Tea and Karaoke: 5 Different Ways to Socialize in China

by Published

In many Western countries, people socialize at cafés, bars, or parties. Cafés and bars are easy to find in most Chinese cities, but there are other popular ways of meeting up with friends. Here are five different ways of socializing while studying in China:

China shopping area

Shopping stores

5. Shopping

In China’s cities, shopping is popular with young adults (often women). Shopping centers spring up on every corner, and you’ll find something for every budget – from cheap clothing vendors where you can haggle for the best bargains to department stores that feature international luxury brands. Female friends like to shop together, and many a Chinese woman likes to take her date out shopping (often, Chinese women will expect their date to pay). Although online shopping is booming in China, meeting up for real-world shopping is still well liked by many Chinese.

4. Playing Pool

Playing pool is a favorite pastime of many Chinese. You’ll be hard pressed to find someone who can’t play pool at all. You commonly find pool tables at bars or pool halls, but you can also find them outdoors – in the backyard of a house or at a small square. Many Chinese play pool for pleasure, but in the eyes of many, playing for money is double fun. In China, playing pool is still a male domain, so if you’re a female pool player, be ready to kick some butt.

3. Drinking Tea

Drinking tea has a long tradition in China and good tea is easy to find. Teahouses offer a variety of teas – popular choices include green tea, Oolong tea, Pu’er tea, white tea, black tea, and flower teas. Most people order snacks with tea. Sunflower seeds, peanuts, and dried fruits are only a few that come to mind.
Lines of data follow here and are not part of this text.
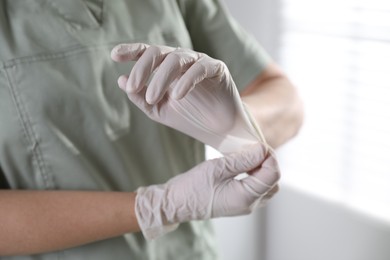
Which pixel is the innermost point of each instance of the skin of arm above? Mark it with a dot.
(34, 222)
(275, 104)
(42, 221)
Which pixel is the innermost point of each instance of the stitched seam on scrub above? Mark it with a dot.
(32, 141)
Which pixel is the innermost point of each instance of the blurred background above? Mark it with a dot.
(334, 201)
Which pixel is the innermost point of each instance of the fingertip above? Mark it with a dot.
(127, 52)
(122, 81)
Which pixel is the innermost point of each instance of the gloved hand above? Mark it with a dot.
(190, 92)
(209, 190)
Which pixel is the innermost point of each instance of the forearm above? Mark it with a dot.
(275, 104)
(42, 221)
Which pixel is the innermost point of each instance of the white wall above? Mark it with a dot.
(296, 225)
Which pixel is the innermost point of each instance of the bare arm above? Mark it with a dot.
(275, 104)
(42, 221)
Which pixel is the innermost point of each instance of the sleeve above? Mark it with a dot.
(215, 32)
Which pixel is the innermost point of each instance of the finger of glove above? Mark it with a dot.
(138, 99)
(128, 51)
(204, 68)
(173, 66)
(122, 81)
(264, 178)
(244, 161)
(144, 67)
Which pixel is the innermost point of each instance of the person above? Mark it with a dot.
(83, 169)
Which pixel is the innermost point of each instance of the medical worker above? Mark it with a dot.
(92, 171)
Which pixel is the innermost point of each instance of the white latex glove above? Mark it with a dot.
(190, 92)
(209, 190)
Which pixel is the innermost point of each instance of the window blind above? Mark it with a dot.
(338, 55)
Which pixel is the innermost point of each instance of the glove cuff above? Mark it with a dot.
(150, 214)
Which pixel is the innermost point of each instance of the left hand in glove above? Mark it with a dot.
(188, 91)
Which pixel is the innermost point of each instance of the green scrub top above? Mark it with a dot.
(64, 123)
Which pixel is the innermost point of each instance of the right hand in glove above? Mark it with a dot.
(209, 190)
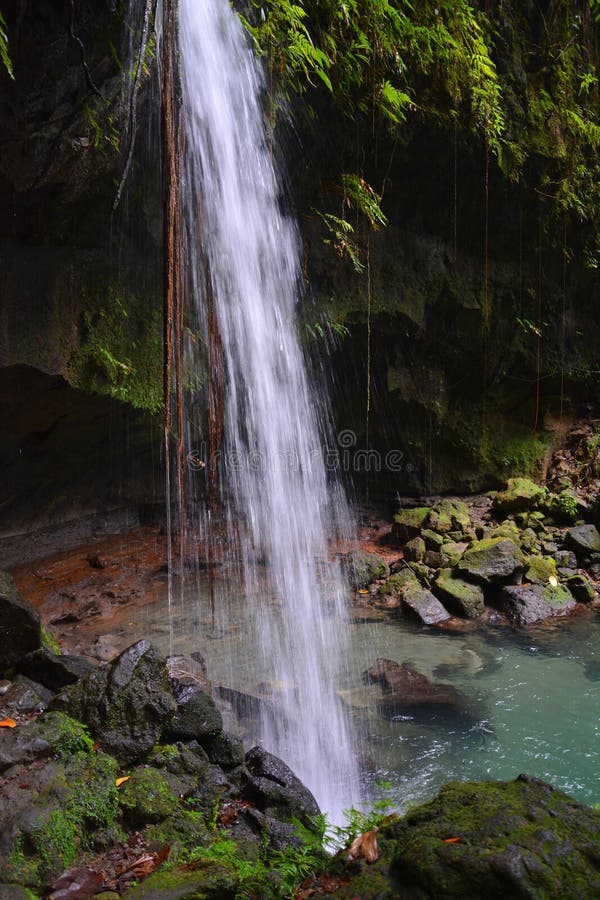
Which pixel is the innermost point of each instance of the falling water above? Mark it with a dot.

In traditional teahouses, you can watch the waiters perform a tea ceremony for you. In China, there’s so much more to preparing tea than just putting a bag into hot water. Not only is a tea ceremony great to watch, tea prepared with a few different steps and a Chinese tea set tastes different (and much better) than tea that is conventionally prepared.

In many places, drinking tea is synonymous with playing Mahjong. You might know Mahjong from your PC, but real Mahjong is more like a combination of Poker and Rummy. It’s fun to play and if you get the chance to learn it, people will be amazed at how “local” you are. Chinese like to play for money, so take some cash with you.

Tea cups

Tea cups

2. Singing Karaoke

Singing Karaoke is one of the most popular weekend activities of the younger generations. Young Chinese love going to K-Bars. Despite its name, a K-Bar doesn’t really look like a bar. Rather, it’s a big building with rooms of various sizes. People rent a room for a few hours, sit on a sofa, drink beer or other liquids, and sing to the songs they choose from a Karaoke machine.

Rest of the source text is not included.